The Rise in Interest Rates Sparks Surge in Trading for Long-Term Bond Products
The recent surge in interest rates has led to a significant increase in trading for long-term bond products, including those focused on high-quality Treasuries. This trend is reminiscent of the frenzied activity typically seen in equity products, according to Strategas ETF strategist Todd Sohn.
The Long-Term Bond Frenzy
Despite the unexpected inflows, the iShares 20+ Year Treasury Bond ETF (TLT) continues to dominate the market. With $20.1 billion in inflows this year, including nearly $3 billion in the past month, TLT has established itself as a leader in the ETF market. In comparison, the Ark Innovation ETF (ARKK) attracted around $14 billion in the ten months starting from April 2020.
Trading Volume Surge
Not only has TLT experienced remarkable inflows, but its trading volume has also skyrocketed. In October alone, TLT had an average daily trading volume of 52.8 million shares, more than double the year-to-date daily average through September, according to FactSet.

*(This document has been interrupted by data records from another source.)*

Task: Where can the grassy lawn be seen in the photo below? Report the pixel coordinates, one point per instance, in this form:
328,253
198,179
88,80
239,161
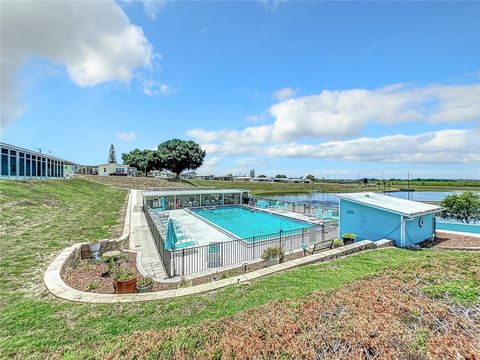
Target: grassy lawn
285,188
57,213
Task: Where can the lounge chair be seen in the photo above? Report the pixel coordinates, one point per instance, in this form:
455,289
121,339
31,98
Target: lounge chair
325,244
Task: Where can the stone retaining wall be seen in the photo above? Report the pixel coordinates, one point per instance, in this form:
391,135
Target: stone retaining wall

Key Differences and Challenges
While TLT and Cathie Wood’s equity funds both saw significant spikes in activity, there are some notable differences. The popularity of ARKK was driven by momentum trading, while bond funds have struggled over the past year. Rising yields, which move inversely to bond prices, have particularly impacted longer-dated bonds like TLT, resulting in a nearly 14% loss this year on a total return basis.
Reasons Behind the Interest in TLT
Investors’ interest in TLT goes beyond short-term traders and includes long-term investors. Some see the higher yields as an opportunity to secure attractive payouts, while others may be positioning themselves for potential economic slowdowns in the future. Additionally, the flows into TLT may be driven by investors taking advantage of tax-loss harvesting opportunities in other fixed income products and shifting into bond ETFs with lower fees.
The surge in interest rates has sparked a fervor in trading for long-term bond products, with TLT leading the charge. Despite the challenges posed by rising yields, many investors are drawn to the potential income and negative correlation to other risk assets that fixed income provides. The interest in TLT is driven by both short-term traders and long-term investors, signaling a diverse range of strategies and objectives in the market.